Just because you didn’t order it and it wasn’t on your plate, doesn’t mean those bites of your significant other’s burger, fries or dessert won’t add up. Ditto for the small piece of cake in the break room. A few daily extra bites may seem forgettable, but they can easily set you back 100 calories (or more!) each day. Although that may not seem like much, over the year that will set you back ten pounds!
Solution: If you find yourself having those little bites here and there, cut them out completely for two weeks and track your weight. If you are like our clients, you’ll notice a difference on the scale.
Food Lie #4: The bag (carton, box, or whatever you just finished off) was almost empty.
Plow through an already opened bag of chips, box of cookies or carton of ice cream and it’s easy to believe there wasn’t much in there. If you don’t portion food out on a plate first so that you can see how much food you truly are eating, it’s easy to tell yourself you didn’t eat much.
Solution: Easy! Simply portion your food on a plate and eat from that—you won’t be able to trick yourself into thinking you ate less than you did!
Food Lie #5. You need that electrolyte drink.
Sure, that brightly colored, sweetened drink filled with electrolytes might seem necessary, but unless you’re exercising intensely for more than an hour (and most people aren’t) you really don’t need it. It just adds extra calories.
Solution: Stick to water, seltzer or another calorie-free fluid, unless you are exercising for more than an hour.
Food Lie #6. You ate it because it gives you extra nutrients.

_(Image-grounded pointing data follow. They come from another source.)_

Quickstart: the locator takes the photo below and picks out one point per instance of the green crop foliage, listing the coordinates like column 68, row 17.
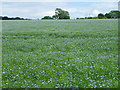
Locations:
column 60, row 54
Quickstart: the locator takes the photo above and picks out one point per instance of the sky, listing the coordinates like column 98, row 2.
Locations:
column 35, row 10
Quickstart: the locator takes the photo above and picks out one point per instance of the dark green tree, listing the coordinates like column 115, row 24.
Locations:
column 47, row 17
column 100, row 16
column 61, row 14
column 107, row 15
column 115, row 14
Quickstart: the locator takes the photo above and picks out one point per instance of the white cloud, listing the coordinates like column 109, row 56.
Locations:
column 60, row 0
column 41, row 9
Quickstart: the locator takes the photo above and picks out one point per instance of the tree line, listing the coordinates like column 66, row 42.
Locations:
column 13, row 18
column 59, row 14
column 111, row 15
column 62, row 14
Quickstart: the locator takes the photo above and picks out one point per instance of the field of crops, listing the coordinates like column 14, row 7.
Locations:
column 60, row 54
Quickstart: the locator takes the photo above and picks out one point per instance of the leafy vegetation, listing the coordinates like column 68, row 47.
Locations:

Every food seems to be fortified these days. Even if it has extra calcium, additional B vitamins or added fiber, it’s still not reason enough to eat it. After all, cookies with added calcium are still cookies. Don’t justify eating the chips because the label claims they have added fiber.
Solution: Get your nutrients from your food. If you want a small indulgence, choose it because it’s an indulgence and not because it’s providing you with nutrients.